Images pédopornographiques générées par IA: que dit la loi?

Images pédopornographiques générées par IA: que dit la loi? - Tech&Co

Certaines intelligences artificielles permettent de générer des images pornographiques impliquant des mineurs. La loi française à ce sujet est claire. Mais son application dans un contexte international, beaucoup moins.

L'intelligence artificielle est capable du meilleur comme du pire. Les IA génératives d'images comme Midjourney peuvent produire des œuvres d'art, mais elles peuvent aussi être utilisées pour créer des images pornographiques – et y intégrer des personnages à l'apparence de mineurs.

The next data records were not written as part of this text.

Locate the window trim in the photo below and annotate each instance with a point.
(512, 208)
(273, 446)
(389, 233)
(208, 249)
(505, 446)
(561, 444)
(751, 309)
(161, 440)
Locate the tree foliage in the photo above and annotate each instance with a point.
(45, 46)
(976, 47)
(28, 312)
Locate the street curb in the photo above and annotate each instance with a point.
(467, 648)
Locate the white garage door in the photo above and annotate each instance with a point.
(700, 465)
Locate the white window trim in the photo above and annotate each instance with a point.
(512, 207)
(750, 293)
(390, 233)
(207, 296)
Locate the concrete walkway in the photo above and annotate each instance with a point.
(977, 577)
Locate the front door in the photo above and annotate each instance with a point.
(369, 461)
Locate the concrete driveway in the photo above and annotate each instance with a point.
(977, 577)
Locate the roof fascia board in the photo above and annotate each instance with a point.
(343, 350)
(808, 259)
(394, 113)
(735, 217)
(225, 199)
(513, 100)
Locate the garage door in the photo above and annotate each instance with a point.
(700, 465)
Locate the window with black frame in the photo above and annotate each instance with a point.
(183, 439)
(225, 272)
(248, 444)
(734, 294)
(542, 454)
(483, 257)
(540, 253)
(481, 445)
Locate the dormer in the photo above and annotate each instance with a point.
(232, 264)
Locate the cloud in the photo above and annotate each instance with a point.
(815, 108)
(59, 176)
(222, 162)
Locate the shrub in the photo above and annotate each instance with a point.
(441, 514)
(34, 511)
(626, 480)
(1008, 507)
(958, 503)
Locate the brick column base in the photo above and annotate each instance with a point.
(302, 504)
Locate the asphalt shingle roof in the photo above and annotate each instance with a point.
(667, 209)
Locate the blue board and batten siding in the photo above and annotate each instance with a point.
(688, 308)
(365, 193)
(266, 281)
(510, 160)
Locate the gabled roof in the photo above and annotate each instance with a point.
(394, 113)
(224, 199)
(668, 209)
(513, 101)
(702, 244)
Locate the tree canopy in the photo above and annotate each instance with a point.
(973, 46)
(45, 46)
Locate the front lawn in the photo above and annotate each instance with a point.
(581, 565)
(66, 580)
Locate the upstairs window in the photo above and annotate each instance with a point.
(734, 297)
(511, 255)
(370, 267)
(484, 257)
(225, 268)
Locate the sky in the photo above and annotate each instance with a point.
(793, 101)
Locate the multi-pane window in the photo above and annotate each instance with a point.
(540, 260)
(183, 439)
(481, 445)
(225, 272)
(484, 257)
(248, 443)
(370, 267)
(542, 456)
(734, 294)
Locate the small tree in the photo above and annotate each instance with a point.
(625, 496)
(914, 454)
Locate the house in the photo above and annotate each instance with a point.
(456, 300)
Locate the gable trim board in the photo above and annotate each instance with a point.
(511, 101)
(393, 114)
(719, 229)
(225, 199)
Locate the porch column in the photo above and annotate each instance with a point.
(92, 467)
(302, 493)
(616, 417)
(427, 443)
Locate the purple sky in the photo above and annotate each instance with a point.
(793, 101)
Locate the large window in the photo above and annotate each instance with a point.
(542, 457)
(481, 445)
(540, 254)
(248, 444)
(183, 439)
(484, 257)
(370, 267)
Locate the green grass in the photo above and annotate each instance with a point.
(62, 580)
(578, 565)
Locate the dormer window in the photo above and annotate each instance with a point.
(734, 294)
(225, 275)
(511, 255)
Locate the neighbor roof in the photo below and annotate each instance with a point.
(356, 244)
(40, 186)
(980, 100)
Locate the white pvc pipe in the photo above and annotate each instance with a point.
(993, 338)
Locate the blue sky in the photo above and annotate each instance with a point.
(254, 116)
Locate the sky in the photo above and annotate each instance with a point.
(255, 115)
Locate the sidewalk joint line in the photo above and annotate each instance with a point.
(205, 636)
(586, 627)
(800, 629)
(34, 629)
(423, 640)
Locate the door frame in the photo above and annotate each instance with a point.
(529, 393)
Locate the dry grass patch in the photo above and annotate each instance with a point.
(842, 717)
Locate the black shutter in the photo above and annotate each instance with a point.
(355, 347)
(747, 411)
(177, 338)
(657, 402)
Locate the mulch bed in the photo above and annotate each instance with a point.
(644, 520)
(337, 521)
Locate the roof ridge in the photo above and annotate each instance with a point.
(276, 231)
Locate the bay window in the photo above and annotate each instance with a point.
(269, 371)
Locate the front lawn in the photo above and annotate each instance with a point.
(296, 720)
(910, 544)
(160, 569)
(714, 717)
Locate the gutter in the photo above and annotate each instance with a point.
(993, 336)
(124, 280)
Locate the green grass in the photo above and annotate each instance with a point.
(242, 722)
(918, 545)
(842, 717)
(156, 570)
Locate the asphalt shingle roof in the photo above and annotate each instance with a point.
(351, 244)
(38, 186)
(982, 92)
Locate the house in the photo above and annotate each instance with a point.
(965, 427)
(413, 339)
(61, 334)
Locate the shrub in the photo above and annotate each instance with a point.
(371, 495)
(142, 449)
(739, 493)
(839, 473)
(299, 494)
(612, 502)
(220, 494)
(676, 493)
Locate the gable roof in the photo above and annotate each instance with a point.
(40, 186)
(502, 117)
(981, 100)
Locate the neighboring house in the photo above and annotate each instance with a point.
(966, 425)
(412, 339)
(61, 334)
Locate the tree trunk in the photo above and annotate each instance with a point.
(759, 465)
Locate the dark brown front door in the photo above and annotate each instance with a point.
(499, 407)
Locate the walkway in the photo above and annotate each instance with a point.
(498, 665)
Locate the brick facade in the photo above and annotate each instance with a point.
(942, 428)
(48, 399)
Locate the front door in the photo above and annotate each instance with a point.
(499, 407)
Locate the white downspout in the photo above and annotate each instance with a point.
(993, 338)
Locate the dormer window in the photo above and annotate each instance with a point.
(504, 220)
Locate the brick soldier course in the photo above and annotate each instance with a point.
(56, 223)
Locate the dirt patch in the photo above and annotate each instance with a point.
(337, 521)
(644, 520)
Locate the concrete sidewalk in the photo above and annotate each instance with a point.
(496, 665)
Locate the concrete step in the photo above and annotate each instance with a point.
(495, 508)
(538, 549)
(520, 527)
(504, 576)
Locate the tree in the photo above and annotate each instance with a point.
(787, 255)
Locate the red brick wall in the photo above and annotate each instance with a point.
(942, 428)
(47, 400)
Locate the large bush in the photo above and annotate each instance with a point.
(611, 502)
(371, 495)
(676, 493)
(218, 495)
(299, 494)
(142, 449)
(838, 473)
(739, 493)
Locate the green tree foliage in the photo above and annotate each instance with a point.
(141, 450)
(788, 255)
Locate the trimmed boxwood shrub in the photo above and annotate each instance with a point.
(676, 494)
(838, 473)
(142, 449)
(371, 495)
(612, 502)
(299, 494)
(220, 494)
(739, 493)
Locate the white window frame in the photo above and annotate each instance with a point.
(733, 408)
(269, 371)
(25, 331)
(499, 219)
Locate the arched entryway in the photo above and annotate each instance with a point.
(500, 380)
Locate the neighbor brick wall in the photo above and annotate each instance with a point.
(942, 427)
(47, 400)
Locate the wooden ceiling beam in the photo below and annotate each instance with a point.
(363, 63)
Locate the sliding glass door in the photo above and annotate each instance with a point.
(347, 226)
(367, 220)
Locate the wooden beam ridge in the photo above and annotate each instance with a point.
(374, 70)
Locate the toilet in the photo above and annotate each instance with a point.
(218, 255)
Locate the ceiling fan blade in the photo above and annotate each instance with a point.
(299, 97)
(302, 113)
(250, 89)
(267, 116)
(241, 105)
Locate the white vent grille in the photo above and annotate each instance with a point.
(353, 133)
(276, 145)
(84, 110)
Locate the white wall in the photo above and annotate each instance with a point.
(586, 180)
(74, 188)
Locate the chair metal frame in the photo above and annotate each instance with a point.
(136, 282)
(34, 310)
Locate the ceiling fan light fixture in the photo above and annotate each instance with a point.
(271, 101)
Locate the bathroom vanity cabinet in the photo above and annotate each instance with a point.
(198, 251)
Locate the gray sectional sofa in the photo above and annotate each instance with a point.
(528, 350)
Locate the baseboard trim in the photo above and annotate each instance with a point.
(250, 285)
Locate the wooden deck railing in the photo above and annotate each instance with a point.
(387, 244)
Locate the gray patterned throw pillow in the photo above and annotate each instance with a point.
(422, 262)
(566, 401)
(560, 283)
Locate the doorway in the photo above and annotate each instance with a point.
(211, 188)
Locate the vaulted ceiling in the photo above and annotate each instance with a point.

Des internautes s'échangent ainsi des images de pornographie infantile créées par IA, et certains créent même des IA spécialisées dans ce genre de productions. Que dit le droit français au sujet de ces images? Leur origine artificielle en fait-elle un cas à part?

"Ce qui compte, c'est la représentation"

"Le droit est clair: à partir du moment où on a une représentation pornographique d'un mineur, l'article 227-23 du Code pénal trouve à s'appliquer", tranche Laurent Morlet, avocat pénaliste au barreau de Versailles.

Cet article punit de 5 ans d'emprisonnement et 75.000 euros d'amende la consultation d'images pédopornographiques. La détention, ainsi que la diffusion, même lorsqu'il ne s'agit que de tentatives, sont punies des mêmes peines – qui peuvent être alourdies en cas d'utilisation d'un réseau de communications électroniques et de leur commission en bande organisée.

À la différence de véritables photos pédopornographiques, les personnages présents sur les images générées par IA sont entièrement inventés. Cela change-t-il quelque chose du point de vue juridique? Pas du tout, souligne Laurent Morlet.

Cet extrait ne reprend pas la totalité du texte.